Alexandra Pelosi’s documentary short “San Francisco 2.0” premiered last night on HBO and it’s a must-watch for anyone living in San Francisco or curious about all the housing/cultural/economic crises I keep droning on about.
The film starts cheekily enough with scenes from old horror movies warning of zombie invasions and showing San Francisco torn apart by monsters and earthquakes. Ms. Pelosi then cuts straight to her interviews with tech entrepreneurs and visits their converted shiny, playful lofts.
At first, their enthusiasm is actually uplifting and exciting. They are indeed creating new and useful tools, tools that we all use and have made our lives easier. Skateboards and coffee bars for everyone!
In one interview, she wonders how someone could be a billionaire if she’s never even heard of the company he sold. He says it’s pretty common; he also meets a lot of billionaires whose companies he’s never heard of.
And that’s the first sobering touch to the rest of the (very short) film. Ms. Pelosi interviews past mayors of San Francisco, residents who are being pushed out, and even small business owners who struggle to stay afloat due to tech’s expansion in the city. Ms. Pelosi discusses the massive increase in evictions, and tech’s skirting of regulatory laws. It’s a short film, so none of these topics gets the long rundown you’d expect in a longer documentary. (I was surprised at the tone of most of the city’s past mayors; I thought all of them would have seen this as a net positive for SF, echoing Mayor Ed Lee’s stance. They did not.)
After a real estate broker reminds us that San Francisco has always been a boom and bust town, what is most noticeable is how precarious everyone’s situation is. San Francisco comes across as a city waiting in the balance to see what happens next; where techies and non-techies alike aren’t exactly sure where they’ll be in five or ten years.

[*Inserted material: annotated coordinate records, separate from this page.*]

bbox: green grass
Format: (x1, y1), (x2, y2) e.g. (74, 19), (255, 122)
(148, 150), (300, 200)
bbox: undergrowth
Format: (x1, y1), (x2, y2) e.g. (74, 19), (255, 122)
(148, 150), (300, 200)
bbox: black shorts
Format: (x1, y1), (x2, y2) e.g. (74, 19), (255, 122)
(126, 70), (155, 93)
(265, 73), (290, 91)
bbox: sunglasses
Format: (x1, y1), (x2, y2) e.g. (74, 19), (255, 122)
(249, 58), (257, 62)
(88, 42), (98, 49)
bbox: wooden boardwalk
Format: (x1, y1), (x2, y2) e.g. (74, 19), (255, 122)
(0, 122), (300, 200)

San Francisco is an extremely prosperous city, but it doesn’t seem like a healthy city.
A bright spot is when Robert Reich appears to give a wise economic and political analysis of San Francisco, using it as an example of a transformation that is happening world-wide. When he steps back and calls our current sociopolitical climate a form of social darwinism, you finally realize the term’s harsh reality. Everyone can’t win.